Sleep Apnea - Rising Prevalence in India
Obstructive sleep apnea (OSA) refers to a kind of sleep disorder where a person's breathing stops involuntarily due to over-relaxation of throat muscles. Such pauses in breath occur multiple times throughout the night leading to disrupted and poor quality sleep.
A rising health problem in India
Globally, obstructive sleep apnea is on the rise and there is a steady increase in the number of people in India as well who are suffering from this sleep disorder.
A study conducted in 2015 by a consumer products firm had revealed that nearly 93% Indians are sleep-deprived. The prevalence of obstructive sleep apnea has been observed to be higher in the western region as compared to the other parts of the country.
When it comes to rural versus urban divide, similar risk factors are present.However, according to a study, the prevalence of OSA by AHI criteria in rural India is 3.73%. In absolute numbers, this amounts to 36.34 million individuals suffering from OSA.
Indian men are at a greater risk
Usually men are twice as prone to obstructive sleep apnea than women. According to a research paper, OSA, in Indian population cross sectional studies conducted across various sub-populations reported a prevalence of 13.7% among adults and 7.5% among urban middle-aged men.
Another study—”Prasad CN. Obstructive Sleep Apnea Hypopnea Syndrome - Indian scenario”—states that in Indian studies, obstructive sleep apnea varied from 4.4% to 13.7%. The gender-wise figures are between 4.4 % and 19.7% for Indian males and in females it was between 2.5% to 7.4%.
Spreading across all age groups
Age is also one of the factors that impacts the prevalence of OSA, with people between the ages of 18 and 60 more at risk.
According to estimates, the probability of obstructive sleep apnea increases with age from 2% at age 30 for females to 28% at 60 years. For males, the figures rises from 4% at age 30 to 67% at 60 years of age.
That said, obstructive sleep apnea is on the rise among school children too. A study titled 'Prevalence and complications of OSA: A study among school children of India', studied the prevalence and risk factors among children between ages 5 and 10 years. The study reveals that obstructive sleep apnea is increasingly affecting Indian children, particularly those who have working mothers, or have a history of sleep talking ad bruxism. The study establishes that obstructive sleep apnea is a cause of poor academic performance and leads to children becoming overweight.
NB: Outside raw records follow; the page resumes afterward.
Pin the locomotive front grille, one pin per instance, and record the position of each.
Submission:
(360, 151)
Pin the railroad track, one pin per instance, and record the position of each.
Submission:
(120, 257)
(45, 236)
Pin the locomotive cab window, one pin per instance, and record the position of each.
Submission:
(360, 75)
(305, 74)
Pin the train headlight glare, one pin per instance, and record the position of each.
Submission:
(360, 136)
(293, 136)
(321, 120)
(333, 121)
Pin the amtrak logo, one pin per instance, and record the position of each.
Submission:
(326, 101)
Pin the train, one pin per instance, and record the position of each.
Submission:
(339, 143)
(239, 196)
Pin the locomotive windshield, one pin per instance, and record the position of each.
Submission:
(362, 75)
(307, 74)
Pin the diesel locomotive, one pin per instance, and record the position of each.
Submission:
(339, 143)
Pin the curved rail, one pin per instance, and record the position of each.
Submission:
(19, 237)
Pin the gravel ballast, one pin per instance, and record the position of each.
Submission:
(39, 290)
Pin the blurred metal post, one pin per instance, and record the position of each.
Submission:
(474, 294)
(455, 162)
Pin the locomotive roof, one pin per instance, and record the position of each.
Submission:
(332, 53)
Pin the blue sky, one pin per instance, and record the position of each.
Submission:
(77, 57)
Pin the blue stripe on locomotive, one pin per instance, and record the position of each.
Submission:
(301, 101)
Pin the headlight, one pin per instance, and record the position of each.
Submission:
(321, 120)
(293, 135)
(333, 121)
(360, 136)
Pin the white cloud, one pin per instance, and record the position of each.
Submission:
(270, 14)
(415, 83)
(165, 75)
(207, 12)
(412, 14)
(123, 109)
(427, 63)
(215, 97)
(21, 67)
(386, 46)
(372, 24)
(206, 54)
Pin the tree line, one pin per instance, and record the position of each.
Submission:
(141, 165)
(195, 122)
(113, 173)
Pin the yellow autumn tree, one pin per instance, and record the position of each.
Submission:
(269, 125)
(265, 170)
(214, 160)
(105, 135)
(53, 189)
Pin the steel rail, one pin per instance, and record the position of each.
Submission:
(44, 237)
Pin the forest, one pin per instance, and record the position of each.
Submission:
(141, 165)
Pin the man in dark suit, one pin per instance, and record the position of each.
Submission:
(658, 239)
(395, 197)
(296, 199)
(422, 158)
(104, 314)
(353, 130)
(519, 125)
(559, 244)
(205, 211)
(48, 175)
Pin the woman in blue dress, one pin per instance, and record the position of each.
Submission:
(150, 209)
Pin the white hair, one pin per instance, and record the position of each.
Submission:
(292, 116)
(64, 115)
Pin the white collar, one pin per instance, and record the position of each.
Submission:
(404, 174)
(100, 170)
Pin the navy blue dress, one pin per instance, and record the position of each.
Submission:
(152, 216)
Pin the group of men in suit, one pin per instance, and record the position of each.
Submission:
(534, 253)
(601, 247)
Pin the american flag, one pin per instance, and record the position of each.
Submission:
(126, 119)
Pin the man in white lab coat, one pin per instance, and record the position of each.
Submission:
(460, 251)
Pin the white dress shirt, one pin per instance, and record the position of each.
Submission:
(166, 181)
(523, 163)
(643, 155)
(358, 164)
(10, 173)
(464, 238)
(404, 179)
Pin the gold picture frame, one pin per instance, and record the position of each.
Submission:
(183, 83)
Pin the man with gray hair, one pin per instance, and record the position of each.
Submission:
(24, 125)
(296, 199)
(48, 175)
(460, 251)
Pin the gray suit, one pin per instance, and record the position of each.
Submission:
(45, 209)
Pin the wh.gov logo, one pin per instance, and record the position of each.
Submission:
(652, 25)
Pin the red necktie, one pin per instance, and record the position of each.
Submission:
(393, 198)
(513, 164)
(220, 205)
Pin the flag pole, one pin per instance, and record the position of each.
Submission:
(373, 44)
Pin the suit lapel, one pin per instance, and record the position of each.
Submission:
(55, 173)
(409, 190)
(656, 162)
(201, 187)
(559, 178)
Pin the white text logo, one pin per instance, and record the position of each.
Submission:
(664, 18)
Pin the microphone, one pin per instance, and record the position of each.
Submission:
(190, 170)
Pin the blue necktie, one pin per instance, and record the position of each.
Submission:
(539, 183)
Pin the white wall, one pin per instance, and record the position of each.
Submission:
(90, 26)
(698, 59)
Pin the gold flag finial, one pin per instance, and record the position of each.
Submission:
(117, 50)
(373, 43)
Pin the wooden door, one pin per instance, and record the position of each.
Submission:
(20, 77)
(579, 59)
Risk factors for sleep apnea
Obstructive sleep apnea is a common sleep disorder and anyone can suffer from this condition. However, there are certain factors that increase your risk over others. For instance, if you have a large neck and/or waist, have chronic nasal congestion, suffer from hypertension and/or diabetes, and have a family history of obstructive sleep apnea, you are at a greater risk.
One of the biggest risk factors for obstructive sleep apnea is being overweight or obese. This is because the fat deposits around upper airway interfere with breathing. The 2015 study mentioned above reveals that nearly 60-70% of people suffering from obstructive sleep apnea are obese.
Hectic work schedules and busy lifestyles leave most people compromising on their sleep. This can lead to obstructive sleep apnea and affect their overall well-being, making them vulnerable to a number of health related problems—cardiovascular disorders, diabetes, and so forth.
Although there are slight differences in sleep apnea symptoms for men and women, the risks are greater for women. Firstly, because their symptoms are not as overt, they are late or never diagnosed with OSA. Secondly, according to a recent study published in the European Respiratory Journal, women suffering from acute obstructive sleep apnea are at a two to three-fold higher risk of cancer.
Most OSA cases in India go unreported
Although snoring is one of the earliest symptoms of obstructive sleep apnea, it is often ignored. This may be because in the Indian society, snoring is considered acceptable. As a result, many cases of obstructive sleep apnea go undetected and/or untreated. According to an estimate, a minuscule 2% of people suffering from obstructive sleep apnea actually consult a physician.
Is sleep apnea curable?
Despite high prevalence, the good news is that obstructive sleep apnea can be treated. Depending on the severity of the condition, qualified healthcare providers can suggest appropriate line of treatment. Early identification can prevent the condition from deteriorating and can be treated with relatively simpler medication or therapies.
Therefore, if you experience prolonged sleep deprivation or any other symptom associated with obstructive sleep apnea, you should consult your health provider at the earliest.